On my question about coordinate systems, it seems likely that cortex uses distances and directions which are related to the motor actions needed to navigate (palpate or saccade) the object, rather than distances and directions in external units which relate to the intrinsic dimensions of the object itself. For example, a 42" TV at 10 feet would have the same saccading “size” as a 21" TV at 5 feet - the visual system treats both as the same. Similarly, experiments with reversing glasses show that we can very quickly learn to redefine up and down in terms of saccading outcomes.
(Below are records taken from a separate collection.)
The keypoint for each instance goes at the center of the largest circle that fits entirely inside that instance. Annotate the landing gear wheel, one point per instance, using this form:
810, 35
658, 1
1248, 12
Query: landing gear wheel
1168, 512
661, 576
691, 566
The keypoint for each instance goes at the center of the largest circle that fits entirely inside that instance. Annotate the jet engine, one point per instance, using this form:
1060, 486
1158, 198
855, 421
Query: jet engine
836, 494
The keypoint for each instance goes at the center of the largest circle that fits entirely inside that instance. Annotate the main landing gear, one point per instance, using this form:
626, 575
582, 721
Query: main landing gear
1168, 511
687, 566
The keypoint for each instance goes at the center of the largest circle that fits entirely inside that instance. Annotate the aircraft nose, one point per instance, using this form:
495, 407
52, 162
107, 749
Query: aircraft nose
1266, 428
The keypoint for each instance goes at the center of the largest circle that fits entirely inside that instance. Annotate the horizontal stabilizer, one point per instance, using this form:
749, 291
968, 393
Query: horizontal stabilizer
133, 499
These motor-defined coordinates are used to perform navigation over the object, so they are a kind of object coordinate system, which are relative to some reference point on the object (eg the centre of a TV screen, the central axis of a pen). The “where” pathway will also represent the egocentric position and orientation of the reference point, allowing us to navigate from one object to another, remember where we put an object, reach for one, and so on. [Edit: and a few years ago, I broke my leg stepping down onto a rock because my new glasses made me underestimate the depth by less than 1cm].
On specificity of regions in cortex, the idea does not contradict the generality and commonality of cortical function. What appears to happen especially in visual cortex is that V1 and V2 are huge generalists, extracting as much structure as they can from a very wide data bus. After that, genetic and developmental programs seem to differentiate the kinds of data which flows between regions. This appears (according to the talk below) to be a combination of differential projection and differential synaptic preferences. Since the same differentiation persists within and across species, it must have a genetic component, which is likely reinforced by experience and pruning during development.
It is likely that V4 is better (per neuron) at processing colour, and its output has better colour-related information, than V1 or V2. Similarly, MT is better (per neuron) at motion-related processing. Both these areas feed back to V1 and V2 and no doubt help them with their own processing of colour, motion etc. We can imagine a very early visual cortex which only had V1/V2, and then more specialised areas were added in later as the organism evolved.
Even within V1 itself, there are two predominant designs in mammals: the pinwheel style of bunches of minicolumns which are each sensitive to an orientation, a colour contrast, or a motion (as found in most higher primates), and the salt-and-pepper style where such bundles cannot be detected (as found in rodents). This may relate to the much larger hierarchies in mammals which feed back highly specialised signals to primary cortical regions.
I am sharing this image to confirm the quote, and to make the obvious point that layers of the CC are interconnected to other remote CCs ( via white matter Axons) and to the limbic and brain stem areas, this is all part of feedforward and feedback to each CC. To me, THIS IS the hierarchy of the brain, that connects sensory-motor and controls the attention to each different parts. In all what I am seeing in this thread, H in HTM seems to be focused on the same CC. What am I missing?
@lilacntulip you’re not missing anything, it’s just a bit more complex than your diagram suggests. Every layer communicates with every other layer in both directions within a CC. Every CC connects with neighbouring CCs by layer and with connections from one layer to another, and there are more long range inter-CC connections in regions. Every region is connected to dozens of other regions, primarily in some stereotypical way seen across individuals in a species, often across species, but also in small but significant amounts, with other regions based on an individual’s genetics and experience.